Loton Park Hill Climb is a hillclimb held in part of the Loton Park deer park just outside the village of Alberbury in Shropshire, England. The track was originally constructed by the members of The Severn Valley Motor Club based in Shrewsbury, in the mid-1950s. The first ever winner was Peter Foulkes in a Cooper Climax. The track was threatened with closure in 1969 and since then events have been organised by the Hagley & District Light Car Club, who obtained the lease on the land from owner Sir Michael Leighton in 1970, in which year the first National A hillclimb was staged.

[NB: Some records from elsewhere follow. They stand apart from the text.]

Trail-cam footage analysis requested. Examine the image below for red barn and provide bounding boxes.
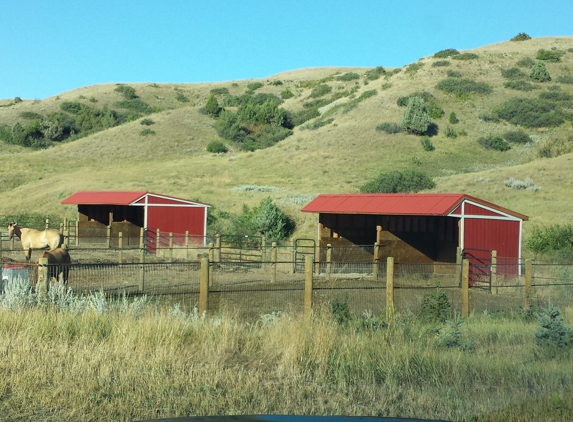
[62,191,210,251]
[302,193,528,273]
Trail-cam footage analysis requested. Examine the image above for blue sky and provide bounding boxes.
[0,0,573,99]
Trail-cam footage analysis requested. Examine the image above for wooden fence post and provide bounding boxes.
[325,243,332,280]
[36,258,50,296]
[489,251,499,294]
[139,227,146,291]
[271,242,277,283]
[386,256,395,321]
[105,226,111,249]
[304,255,313,320]
[199,258,210,315]
[462,259,470,318]
[523,259,533,309]
[372,242,380,280]
[117,232,123,264]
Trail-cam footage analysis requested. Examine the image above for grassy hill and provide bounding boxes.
[0,37,573,236]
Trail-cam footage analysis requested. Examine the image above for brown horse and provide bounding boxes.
[8,222,64,262]
[36,248,72,289]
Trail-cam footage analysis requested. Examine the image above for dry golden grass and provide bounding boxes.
[0,37,573,237]
[0,310,573,421]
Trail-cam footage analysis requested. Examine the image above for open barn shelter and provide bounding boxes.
[62,191,210,251]
[302,193,528,271]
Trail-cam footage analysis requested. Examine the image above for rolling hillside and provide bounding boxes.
[0,37,573,236]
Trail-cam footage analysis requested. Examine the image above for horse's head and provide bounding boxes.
[8,221,20,239]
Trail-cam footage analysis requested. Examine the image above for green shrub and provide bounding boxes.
[515,57,535,69]
[529,60,551,82]
[336,72,360,82]
[535,48,565,62]
[376,122,403,135]
[420,288,452,322]
[205,94,221,117]
[501,67,527,79]
[115,98,153,114]
[20,111,44,120]
[436,78,493,98]
[503,80,540,92]
[175,91,189,103]
[478,135,511,151]
[444,126,458,139]
[209,88,229,95]
[493,98,564,127]
[537,136,573,158]
[60,101,85,114]
[510,32,531,41]
[434,48,460,59]
[534,304,573,358]
[525,224,573,253]
[555,75,573,85]
[114,85,137,100]
[446,69,462,78]
[310,84,332,98]
[207,141,228,154]
[247,82,265,91]
[420,136,436,152]
[364,66,386,81]
[400,97,432,135]
[452,53,479,60]
[503,130,531,144]
[281,88,294,100]
[360,170,436,193]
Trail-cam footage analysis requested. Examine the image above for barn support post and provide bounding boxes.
[117,232,123,264]
[523,259,533,309]
[36,258,50,296]
[271,242,277,283]
[215,234,221,262]
[199,258,210,316]
[304,255,313,320]
[105,226,111,249]
[139,227,145,290]
[386,256,394,321]
[325,243,332,280]
[185,230,189,259]
[462,259,470,318]
[372,242,380,280]
[489,251,499,294]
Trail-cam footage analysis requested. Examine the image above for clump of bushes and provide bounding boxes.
[535,48,565,62]
[452,53,479,60]
[478,135,511,151]
[529,60,551,82]
[510,32,531,41]
[503,130,531,144]
[420,136,436,152]
[493,98,564,127]
[436,78,493,98]
[360,170,436,193]
[376,122,403,135]
[336,72,360,82]
[434,48,460,59]
[207,141,228,154]
[503,80,540,92]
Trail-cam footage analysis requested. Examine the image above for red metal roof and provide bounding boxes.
[61,190,210,207]
[301,193,528,220]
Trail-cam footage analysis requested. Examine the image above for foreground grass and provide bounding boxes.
[0,298,573,421]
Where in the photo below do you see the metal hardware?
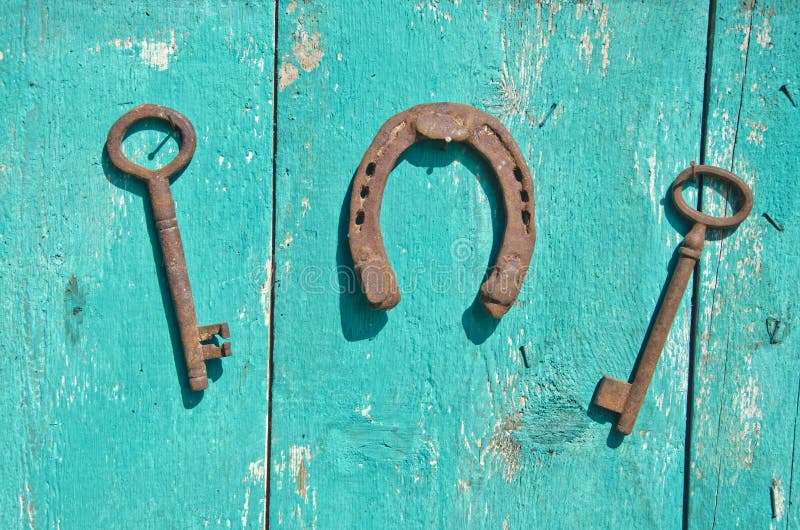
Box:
[349,103,536,318]
[593,163,753,434]
[106,105,231,390]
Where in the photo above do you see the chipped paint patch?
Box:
[292,27,325,72]
[578,28,594,74]
[259,259,272,327]
[289,445,311,504]
[744,120,767,146]
[139,29,178,71]
[770,478,786,522]
[278,63,300,91]
[756,7,775,50]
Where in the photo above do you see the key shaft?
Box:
[617,223,706,434]
[592,162,753,434]
[106,105,231,390]
[147,178,208,390]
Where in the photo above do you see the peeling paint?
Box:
[292,27,325,72]
[289,445,311,504]
[139,29,178,70]
[278,63,300,91]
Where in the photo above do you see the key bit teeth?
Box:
[203,342,231,361]
[197,322,231,341]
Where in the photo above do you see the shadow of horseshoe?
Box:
[348,103,536,319]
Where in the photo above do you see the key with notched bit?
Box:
[106,105,231,390]
[593,163,753,434]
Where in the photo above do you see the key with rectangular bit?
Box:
[593,163,753,434]
[106,105,231,390]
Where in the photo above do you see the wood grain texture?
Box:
[270,0,708,528]
[689,1,800,528]
[0,0,274,528]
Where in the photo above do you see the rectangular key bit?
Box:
[594,375,631,414]
[197,322,231,342]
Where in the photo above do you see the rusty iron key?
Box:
[106,105,231,390]
[593,163,753,434]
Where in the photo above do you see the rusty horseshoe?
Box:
[348,103,536,318]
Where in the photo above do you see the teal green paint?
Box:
[690,1,800,528]
[0,1,274,528]
[0,0,800,528]
[270,1,707,528]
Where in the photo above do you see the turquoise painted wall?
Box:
[0,0,800,529]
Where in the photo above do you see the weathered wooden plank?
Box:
[689,0,800,528]
[270,0,707,528]
[0,1,274,528]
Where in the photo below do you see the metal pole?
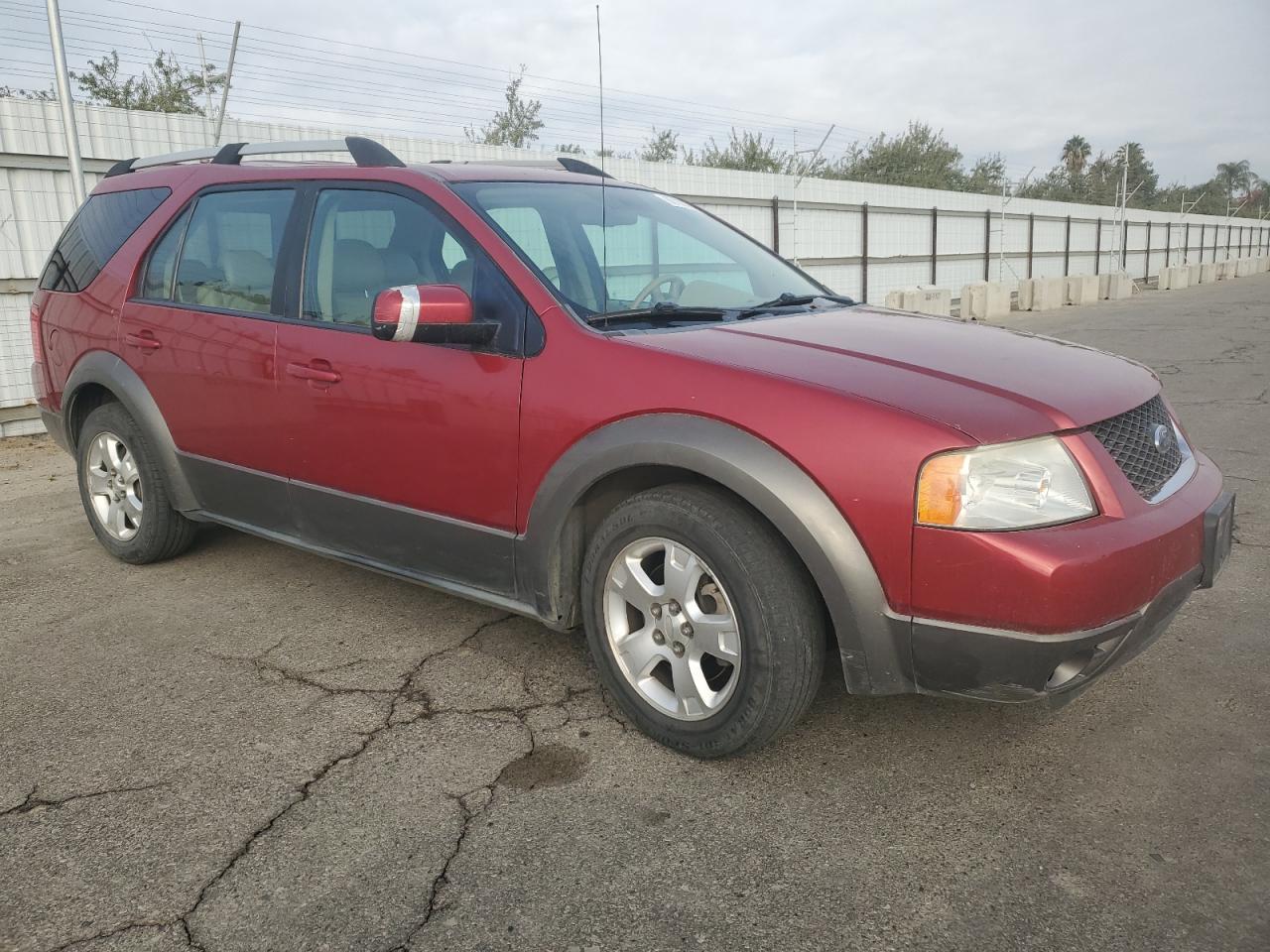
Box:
[772,195,781,254]
[931,208,940,286]
[1142,221,1151,281]
[1028,212,1036,278]
[997,181,1008,283]
[983,208,992,281]
[860,202,869,303]
[45,0,87,208]
[212,20,242,146]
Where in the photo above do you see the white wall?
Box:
[0,99,1270,434]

The course is 1475 yards (1349 metres) in length, making it the third longest course used in the British Hill Climb Championship. It contains an unusual downhill section fairly early in its layout. The hill record of 41.76 seconds was set by Wallace Menzies on 26 September 2021.

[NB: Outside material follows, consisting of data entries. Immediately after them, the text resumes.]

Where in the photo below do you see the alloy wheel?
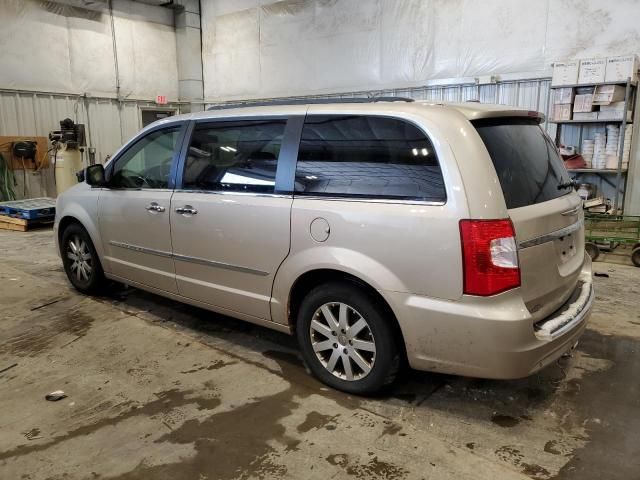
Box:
[309,302,376,381]
[66,235,93,282]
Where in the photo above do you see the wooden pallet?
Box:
[0,215,53,232]
[0,197,56,220]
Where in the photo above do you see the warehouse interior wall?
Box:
[0,0,178,99]
[202,0,640,101]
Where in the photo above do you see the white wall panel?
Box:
[202,0,640,100]
[0,0,178,99]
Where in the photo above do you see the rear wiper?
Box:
[558,178,577,190]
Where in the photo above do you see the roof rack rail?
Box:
[207,97,414,110]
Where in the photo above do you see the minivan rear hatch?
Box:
[473,117,584,321]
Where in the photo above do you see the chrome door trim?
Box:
[518,220,583,248]
[109,240,173,258]
[294,192,447,207]
[173,189,293,198]
[109,240,269,277]
[173,253,269,277]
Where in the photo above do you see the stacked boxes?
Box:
[551,55,640,87]
[552,87,574,122]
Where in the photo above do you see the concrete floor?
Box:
[0,231,640,480]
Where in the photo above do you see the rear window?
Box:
[473,118,573,208]
[295,115,446,202]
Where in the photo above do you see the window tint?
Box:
[474,118,573,208]
[109,126,181,188]
[183,120,286,193]
[295,115,446,201]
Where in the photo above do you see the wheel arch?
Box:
[287,268,406,358]
[56,213,106,270]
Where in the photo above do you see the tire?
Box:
[60,223,106,295]
[631,247,640,267]
[584,242,600,261]
[296,282,401,395]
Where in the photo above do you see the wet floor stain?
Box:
[382,420,402,435]
[109,389,298,480]
[180,360,238,374]
[555,330,640,480]
[296,412,336,433]
[491,413,520,428]
[0,301,94,357]
[0,389,220,461]
[326,453,409,480]
[494,445,524,466]
[520,462,551,480]
[544,440,562,455]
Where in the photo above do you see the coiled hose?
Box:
[0,152,17,201]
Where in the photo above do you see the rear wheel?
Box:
[60,223,105,294]
[584,242,600,261]
[631,246,640,267]
[297,282,400,394]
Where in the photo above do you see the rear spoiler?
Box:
[469,110,546,124]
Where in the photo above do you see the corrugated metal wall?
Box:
[0,78,555,197]
[0,90,185,198]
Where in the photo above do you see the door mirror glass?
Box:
[84,164,106,187]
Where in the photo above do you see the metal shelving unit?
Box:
[567,168,627,175]
[551,78,637,214]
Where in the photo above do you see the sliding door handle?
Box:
[176,205,198,215]
[144,202,165,213]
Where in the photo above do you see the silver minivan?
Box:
[55,99,594,393]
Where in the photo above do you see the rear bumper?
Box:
[384,256,594,379]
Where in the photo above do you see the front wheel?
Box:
[60,224,105,294]
[296,282,400,394]
[631,246,640,267]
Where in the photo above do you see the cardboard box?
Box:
[553,103,571,122]
[593,85,626,105]
[600,102,626,115]
[573,93,593,113]
[604,55,638,82]
[551,60,580,87]
[598,110,632,122]
[553,87,574,105]
[573,110,598,120]
[578,58,607,85]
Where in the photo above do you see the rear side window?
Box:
[295,115,446,202]
[182,120,287,193]
[473,118,573,208]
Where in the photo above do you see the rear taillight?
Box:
[460,220,520,296]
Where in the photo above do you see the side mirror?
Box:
[84,163,107,187]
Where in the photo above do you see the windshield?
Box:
[473,118,573,208]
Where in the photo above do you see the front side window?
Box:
[182,119,287,193]
[295,115,446,202]
[473,118,573,208]
[109,126,181,188]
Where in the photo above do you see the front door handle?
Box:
[144,202,165,212]
[176,205,198,215]
[560,204,582,217]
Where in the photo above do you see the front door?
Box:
[98,124,182,293]
[171,119,292,319]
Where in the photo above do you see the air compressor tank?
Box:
[54,143,83,195]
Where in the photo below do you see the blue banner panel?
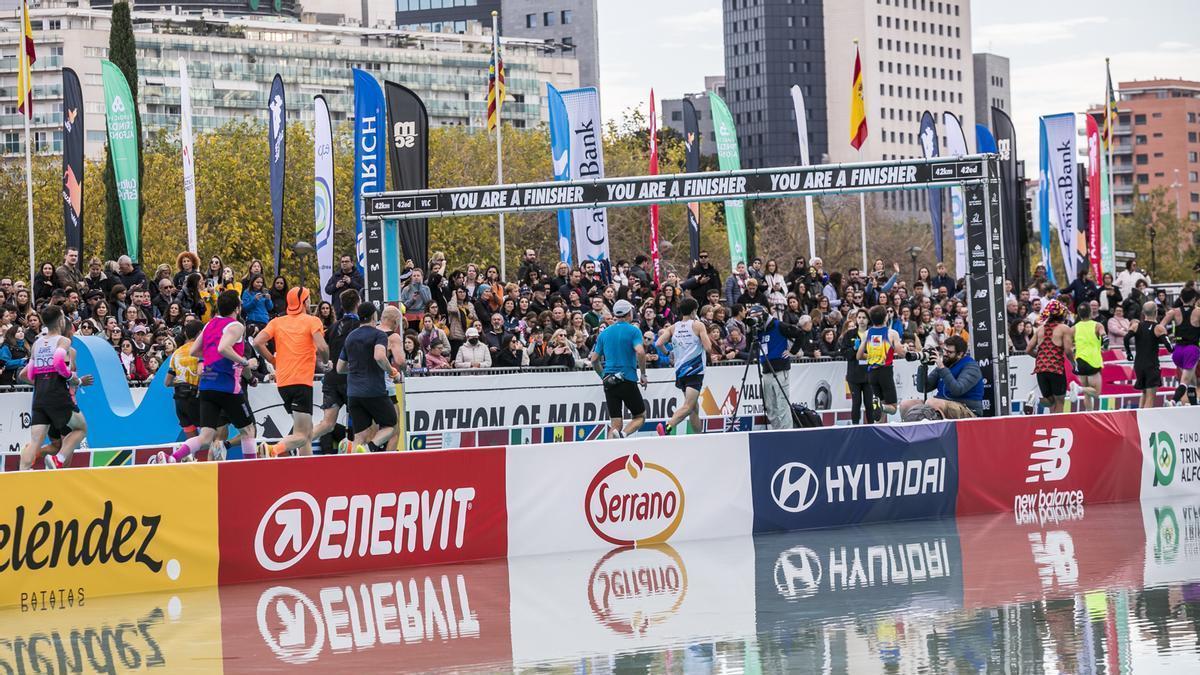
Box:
[750,423,959,532]
[754,518,964,634]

==Loton Park Hill Climb past winners==

| Year | Driver | Vehicle | Time | Notes |
| 1960 |  |  |  | Sept 3. |
| 1961 | M. Hatton | Cooper 1,100 c.c. | 35.68 sec |  |
| M. Hatton | Cooper | 33.95 sec R | July 22. |
| 1963 | Round 1 : Tony Marsh | Marsh-Climax 1½-litre S/C | 37.03 sec | April 27, lengthened 900-yard course. |
| 1964 | Round 1 : Peter Westbury | Ferguson-Climax P99 2½-litre | 35.56 sec | April 25/26. |
| 1965 | Round 1 : Tony Marsh | Marsh-Special Oldsmobile |  |  |
| 1967 | Round 1 : Bryan Eccles | Brabham BT18-Oldsmobile V8 |  |  |
| 1968 |  |  |  | Sept 1. |
| 1969 | Round 1 : David Hepworth | Hepworth FF |  |  |
| 1973 | Round 1 : Sir Nicholas Williamson | Marlyn 712-DFV |  |  |
| Roy Lane | McLaren M14D | 54.72 sec R |  |
| 1979 | Martyn Griffiths | Pilbeam MP40 2.2-litre | 50.81 sec R | July 1. |
| 2006 | Round 1 : Scott Moran | Gould-NME GR61X 3.5-litre | 46.54 sec | April 7. |
| Round 2 : Roger Moran | Gould-NME GR61X 3.5-litre | 46.34 sec |
| Round 13 : Scott Moran | Gould-NME GR61X 3.5-litre | 45.94 sec | June 11. |
| Round 14 : Martin Groves | Gould-NME GR55 | 45.45 sec |
| 2009 | Round 13 : Scott Moran | Gould-NME GR61X 3.5-litre | 44.72 sec | June 13–14. |
| Round 14 : Scott Moran | Gould-NME GR61X 3.5-litre | 44.78 sec |
| 2010 | Round 9 : Roger Moran | Gould-NME GR61X 3.5-litre | 45.36 sec | June 13. |
| Round 10 : Trevor Willis | OMS-Powertec 2.8-litre | 58.72 sec |
| Round 33 : Scott Moran | Gould-NME GR61X 3.5-litre | 44.62 sec FTD | Sept 26. |
| Round 34 : Martin Groves | Gould-NME GR55B 3.5-litre | 44.73 sec |

Key: R = Course Record; FTD = Fastest Time of the Day; S/C = Supercharged.